# Cams 1V 6P...Are you using it?



## Deeethree (Mar 1, 2011)

Do you or have you owned a Cams 1V6P Automatic Rhinestone Setting Machine? I'm looking for feedback from real users other than people that work for Col-Desi. They have a vested interest ;-). 

My questions:

1. How long have you owned and operated the machine?
2. How much maintenance is involved? Is it self maintenance or do you have to pay someone to come out?
3. Is it user friendly? (I've never used a machine like this in my life) 
4. What do you have the most trouble with that is machine related? 
5. What year machine are you using?
6. Which software do you use?
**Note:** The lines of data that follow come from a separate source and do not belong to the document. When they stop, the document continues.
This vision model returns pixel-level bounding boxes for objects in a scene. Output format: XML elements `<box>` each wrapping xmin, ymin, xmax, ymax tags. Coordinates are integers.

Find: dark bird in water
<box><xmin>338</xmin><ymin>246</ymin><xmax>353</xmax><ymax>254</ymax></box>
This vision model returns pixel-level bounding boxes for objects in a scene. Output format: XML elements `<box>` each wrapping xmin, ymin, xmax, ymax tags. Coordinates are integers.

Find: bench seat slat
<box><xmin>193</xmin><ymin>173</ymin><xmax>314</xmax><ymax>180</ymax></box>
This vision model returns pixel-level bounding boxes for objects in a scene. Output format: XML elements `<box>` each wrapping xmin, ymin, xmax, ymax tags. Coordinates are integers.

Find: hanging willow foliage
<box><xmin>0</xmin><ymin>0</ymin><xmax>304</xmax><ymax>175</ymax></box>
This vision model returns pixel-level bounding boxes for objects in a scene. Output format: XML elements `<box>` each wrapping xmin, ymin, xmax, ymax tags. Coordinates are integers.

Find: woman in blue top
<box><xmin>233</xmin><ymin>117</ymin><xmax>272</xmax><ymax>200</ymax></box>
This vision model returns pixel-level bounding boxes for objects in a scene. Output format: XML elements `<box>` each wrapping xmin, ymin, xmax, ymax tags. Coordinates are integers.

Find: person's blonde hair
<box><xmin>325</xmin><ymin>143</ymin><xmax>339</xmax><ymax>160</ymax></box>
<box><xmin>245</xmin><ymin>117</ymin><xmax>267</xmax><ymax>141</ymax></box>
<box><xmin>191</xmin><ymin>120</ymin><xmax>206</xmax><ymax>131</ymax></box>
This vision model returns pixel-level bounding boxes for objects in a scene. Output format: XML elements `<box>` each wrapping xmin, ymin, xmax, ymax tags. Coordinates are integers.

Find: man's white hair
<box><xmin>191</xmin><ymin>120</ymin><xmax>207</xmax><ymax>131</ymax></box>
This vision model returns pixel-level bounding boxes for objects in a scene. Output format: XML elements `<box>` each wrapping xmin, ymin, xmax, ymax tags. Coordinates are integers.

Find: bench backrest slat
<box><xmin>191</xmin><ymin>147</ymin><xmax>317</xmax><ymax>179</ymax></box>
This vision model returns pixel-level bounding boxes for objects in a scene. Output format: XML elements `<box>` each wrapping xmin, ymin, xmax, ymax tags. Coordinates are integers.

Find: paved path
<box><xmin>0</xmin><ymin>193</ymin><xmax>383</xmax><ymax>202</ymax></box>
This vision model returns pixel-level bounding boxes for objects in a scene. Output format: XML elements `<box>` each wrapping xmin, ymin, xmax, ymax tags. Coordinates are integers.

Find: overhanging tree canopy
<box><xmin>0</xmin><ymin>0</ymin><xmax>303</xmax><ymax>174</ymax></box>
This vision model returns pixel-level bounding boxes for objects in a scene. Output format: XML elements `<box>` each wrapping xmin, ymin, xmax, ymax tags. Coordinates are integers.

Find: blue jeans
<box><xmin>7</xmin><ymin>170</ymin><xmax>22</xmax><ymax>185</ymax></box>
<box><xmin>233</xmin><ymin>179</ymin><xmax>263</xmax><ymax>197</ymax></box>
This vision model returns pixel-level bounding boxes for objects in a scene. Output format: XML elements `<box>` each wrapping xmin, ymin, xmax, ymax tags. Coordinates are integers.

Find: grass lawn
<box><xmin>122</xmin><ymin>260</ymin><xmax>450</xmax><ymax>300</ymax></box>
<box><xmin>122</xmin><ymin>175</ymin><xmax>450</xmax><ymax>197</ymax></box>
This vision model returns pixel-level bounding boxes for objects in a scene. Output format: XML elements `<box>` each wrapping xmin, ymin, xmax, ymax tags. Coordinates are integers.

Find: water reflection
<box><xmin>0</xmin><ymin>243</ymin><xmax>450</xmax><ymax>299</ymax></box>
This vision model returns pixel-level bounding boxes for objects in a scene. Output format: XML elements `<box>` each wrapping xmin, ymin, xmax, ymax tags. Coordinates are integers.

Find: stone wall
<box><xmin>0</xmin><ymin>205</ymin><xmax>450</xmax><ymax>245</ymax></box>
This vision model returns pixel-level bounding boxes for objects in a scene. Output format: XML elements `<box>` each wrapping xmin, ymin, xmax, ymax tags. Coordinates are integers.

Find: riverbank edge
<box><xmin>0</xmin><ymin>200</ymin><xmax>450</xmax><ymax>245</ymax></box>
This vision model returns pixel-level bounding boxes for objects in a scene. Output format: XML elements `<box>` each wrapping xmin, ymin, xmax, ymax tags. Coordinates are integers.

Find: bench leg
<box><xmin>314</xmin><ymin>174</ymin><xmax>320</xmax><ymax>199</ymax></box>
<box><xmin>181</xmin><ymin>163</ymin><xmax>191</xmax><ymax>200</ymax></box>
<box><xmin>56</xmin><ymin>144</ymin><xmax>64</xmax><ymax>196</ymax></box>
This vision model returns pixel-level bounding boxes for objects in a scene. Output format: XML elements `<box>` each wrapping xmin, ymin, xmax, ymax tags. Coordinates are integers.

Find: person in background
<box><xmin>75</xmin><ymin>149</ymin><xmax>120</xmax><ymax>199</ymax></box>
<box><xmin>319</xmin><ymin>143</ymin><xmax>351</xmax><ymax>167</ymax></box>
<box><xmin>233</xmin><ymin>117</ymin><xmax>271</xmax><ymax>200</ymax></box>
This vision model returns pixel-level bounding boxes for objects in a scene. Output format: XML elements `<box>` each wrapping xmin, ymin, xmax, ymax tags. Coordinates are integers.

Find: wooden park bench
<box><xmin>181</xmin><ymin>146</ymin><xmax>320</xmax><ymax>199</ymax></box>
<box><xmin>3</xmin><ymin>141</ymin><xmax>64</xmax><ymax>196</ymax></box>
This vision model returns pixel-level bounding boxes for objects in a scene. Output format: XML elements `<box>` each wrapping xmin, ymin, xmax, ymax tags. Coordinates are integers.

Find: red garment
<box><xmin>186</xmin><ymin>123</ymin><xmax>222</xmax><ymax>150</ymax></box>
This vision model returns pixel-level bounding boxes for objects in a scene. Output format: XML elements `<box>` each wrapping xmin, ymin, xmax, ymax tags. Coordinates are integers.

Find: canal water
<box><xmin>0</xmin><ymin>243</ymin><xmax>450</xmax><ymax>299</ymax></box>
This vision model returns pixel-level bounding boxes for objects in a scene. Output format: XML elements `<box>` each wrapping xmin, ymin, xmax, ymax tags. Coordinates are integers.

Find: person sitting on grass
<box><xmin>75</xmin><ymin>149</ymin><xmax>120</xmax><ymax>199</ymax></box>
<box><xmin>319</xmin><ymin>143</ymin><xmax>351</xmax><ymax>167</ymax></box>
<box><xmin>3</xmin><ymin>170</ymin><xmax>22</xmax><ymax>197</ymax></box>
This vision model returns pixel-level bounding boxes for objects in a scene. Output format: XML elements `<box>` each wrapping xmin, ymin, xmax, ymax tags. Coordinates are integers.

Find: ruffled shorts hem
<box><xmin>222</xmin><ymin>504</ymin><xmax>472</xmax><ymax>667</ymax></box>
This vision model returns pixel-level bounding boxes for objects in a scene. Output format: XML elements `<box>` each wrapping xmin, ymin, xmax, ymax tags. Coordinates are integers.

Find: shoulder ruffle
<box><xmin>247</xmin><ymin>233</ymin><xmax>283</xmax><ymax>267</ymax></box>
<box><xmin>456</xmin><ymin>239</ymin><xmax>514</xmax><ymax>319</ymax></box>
Do you like it? (I'm not a graphic artist, I'm not great with computers, but I can certainly use them) 

Thank you for the support, trying to make an informed decision before I make the purchase! Feel free to email me as well. [email protected].


----------



## api (Nov 22, 2009)

Hello, 

Here are some answers...

My questions:

1. How long have you owned and operated the machine? Over 2 years.

2. How much maintenance is involved? VERY minimal, just a little cleaning, using some silicone fat.

Is it self maintenance or do you have to pay someone to come out? Definitely self maintenance. Nobody had to come out to this machine yet.

3. Is it user friendly? (I've never used a machine like this in my life) If you can REALLY understand how this machine works, than it is VERY user friendly.

4. What do you have the most trouble with that is machine related? The high volume of clean, dry air required. Don't save money on this field!

5. What year machine are you using? 2009 (?) The "new" version.

6. Which software do you use? GemMaster, Wilcom ES 2, Corel. 

Do you like it? GemMaster is easy but "unfinished" product. Still usable. I didn't find ANY rhinestone programs that I would REALLY like. In my opinion none of them are professional (and affordable) enough. But I am still looking... 

(I'm not a graphic artist, I'm not great with computers, but I can certainly use them) You will be able to use GemMaster. 

Good luck!


----------



## Deeethree (Mar 1, 2011)

Awesome! Great Info. Thanks a million! I'm considering a used 2007 model. I'd love to hear from others as well!


----------



## api (Nov 22, 2009)

You are welcome. 

Make sure that you buy the "new" CAMS machine!

I don't know much about the previous one, but I heard that the "new", redesigned version is much-much better. Ask Col-Desi about the versions and the differences. I have no useable knowledge on this field...

One more thing: Buy a good compressor, air-filters AND A CHILLER! If you don't, you will buy expensive solenoids, service calls first, AND THEN A CHILLER.  The moisture in the compressed air can (and will) kill the solenoids inside your CAMS machine. The chiller takes out the moisture. VERY important!


----------



## suszyblue (Apr 22, 2012)

Hi,
I wonder if you can help me, I am new owner of a cam 1V-6P older model and need to convert to 240. I can not find any technical data anywhere to help do this.

Sue


----------



## Deeethree (Mar 1, 2011)

Hi Sue, I'm not using it yet. Still getting it up & running! Sorry I'm no help. Did you call ColDesi yet? Best of luck to you!


----------



## rhinestonetransf (Feb 11, 2009)

My questions:

1. How long have you owned and operated the machine? Over 4 years.

2. How much maintenance is involved? Depends on the use but I would say that once or twice a month - easy to work on.

Is it self maintenance or do you have to pay someone to come out? 95% self maintenance - will take a couple of months to really get to know the machine.

3. Is it user friendly? (I've never used a machine like this in my life) After about a week it is very user friendly. Easy to figure out how it works.

4. What do you have the most trouble with that is machine related? For us it is calibrating the pots - If you have the cams calibrated right it runs great.

5. What year machine are you using? 2008 new version

6. Which software do you use? GemMaster, 

Do you like it? GemMaster is a simple program to learn and is free. If you hire someone you can just put it on another pc at no cost. It is not the best program as far as features but it is easy to learn and use.

(I'm not a graphic artist, I'm not great with computers, but I can certainly use them) You will be fine on Gemmaster it will just take you a couple of weeks to learn short cuts and all the features and how to use them to get the best results.
 
I would purchase another Cams in a minute if I had the business.


----------



## BlingBlingWear (Feb 23, 2010)

Awesome machines with very little matinance.


----------